The liberal as “slacker layabout” may be the way that some Boomers on the right imagine their counterparts on the left because of their experience in the ’60s and ’70s, but if liberals were, in fact, layabouts rather than politically engaged conservatives wouldn’t have many policies to oppose.
Daniel, you speak of “obligations” – and of meliorism. From Webster online – : “the belief that the world tends to improve and that humans can aid its betterment”. OMG!!! LIBERALS want to improve the world!!!!
Yeah, you’re right. We do.
So did Jesus. And creating a better world is the point of MOST of the “obligations” to which you refer. Or at least that’s what I guess as you don’t actually identify any obligations from which liberals want to free you.
What obligations do you have of which I might work to relieve you?
The more I think about it, the more I think it the case that us liberals want to free US from the obligations YOU choose to have. That’s a whole different kettle of fish, isn’t it?
Well, as a roll yer own smoker who just saw his tobacco tax skyrocket a whopping 25 bucks a pound (schip), I am in a decidedly un-meliorist mood today. Further, as a Catholic, I join with my Orthodox brothers and sisters in a certain reflexive predisposition toward skepticism as to the whole notion of “progress”.
In terms of my social and personal obligations I do, however, confess that I regard the input of others as, at best, advisory opinions. So to that extent I find I fit the bill of the slacker lib or the irresponsible libertarian.
I do have a guilty fondness for observing the Constitution and, apart from a praiseworthy commitment to the Second Amendment and a rather selective gesture toward strict constructionism, the Republican has not exactly covered itself with glory of late.
That is most of my apologia for my Democrat credentials.
For the record:
Culture11 – heard of it. (I never liked or even understood the name, though – now I find it means “the eleven areas of culture?” Sheesh.

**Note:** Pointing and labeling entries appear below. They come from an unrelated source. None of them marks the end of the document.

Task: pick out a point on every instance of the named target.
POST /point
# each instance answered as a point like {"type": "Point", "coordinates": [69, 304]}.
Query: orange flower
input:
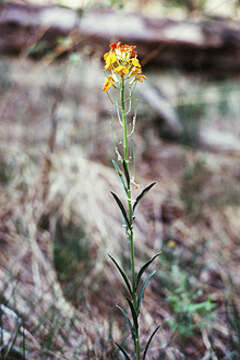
{"type": "Point", "coordinates": [109, 81]}
{"type": "Point", "coordinates": [122, 61]}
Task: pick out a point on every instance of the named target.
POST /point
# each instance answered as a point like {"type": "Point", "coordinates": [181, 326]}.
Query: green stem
{"type": "Point", "coordinates": [130, 211]}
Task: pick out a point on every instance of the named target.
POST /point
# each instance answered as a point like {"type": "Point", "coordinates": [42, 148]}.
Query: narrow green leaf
{"type": "Point", "coordinates": [140, 196]}
{"type": "Point", "coordinates": [128, 321]}
{"type": "Point", "coordinates": [149, 342]}
{"type": "Point", "coordinates": [141, 292]}
{"type": "Point", "coordinates": [124, 276]}
{"type": "Point", "coordinates": [123, 211]}
{"type": "Point", "coordinates": [134, 314]}
{"type": "Point", "coordinates": [126, 173]}
{"type": "Point", "coordinates": [143, 268]}
{"type": "Point", "coordinates": [119, 172]}
{"type": "Point", "coordinates": [123, 351]}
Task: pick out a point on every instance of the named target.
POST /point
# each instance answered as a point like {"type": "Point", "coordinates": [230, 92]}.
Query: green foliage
{"type": "Point", "coordinates": [39, 48]}
{"type": "Point", "coordinates": [5, 173]}
{"type": "Point", "coordinates": [190, 313]}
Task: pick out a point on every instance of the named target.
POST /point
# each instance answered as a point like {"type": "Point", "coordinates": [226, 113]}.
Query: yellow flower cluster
{"type": "Point", "coordinates": [122, 60]}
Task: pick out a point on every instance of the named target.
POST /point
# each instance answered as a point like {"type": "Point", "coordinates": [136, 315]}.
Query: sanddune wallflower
{"type": "Point", "coordinates": [122, 61]}
{"type": "Point", "coordinates": [123, 71]}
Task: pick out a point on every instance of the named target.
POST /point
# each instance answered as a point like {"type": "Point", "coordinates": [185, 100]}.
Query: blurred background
{"type": "Point", "coordinates": [57, 138]}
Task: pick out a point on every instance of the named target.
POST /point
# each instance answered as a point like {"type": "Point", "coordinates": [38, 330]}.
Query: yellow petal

Also, I don’t think I ever agreed with any of the “Ladyblog” posters (except Eve Tushnet) about anything, and I could take or leave most of the other writers.)
Memeorandum – never heard of it.
Big Hollywood – never heard of it.
Dan Riehl – never heard of him.
So Culture11 wins by default, I guess. Not that I am in any way representative, but what blogs a person has or hasn’t heard of can be very much a product of happenstance.
“what blogs a person has or hasn’t heard of can be very much a product of happenstance”
Well, yes, which is what I wanted my original point to be.
Oh but, damn, I’d somehow missed the devastatingly vicious takedown of culture11 at Takimag..
http://www.takimag.com/blogs/article/culture_snores/
I was a regular reader and poster at Culture11, which I thought was a terrific site, free of the usual snarling rage found at most.
I had tried to post at Redstate, making the case for moderate conservatism, and was promptly banned, for even the most mild criticism of the current conservative commentariat.
Ironically, I found Culture11 only by the sneering mention of it by Moe Lane, and a short Google search afterward.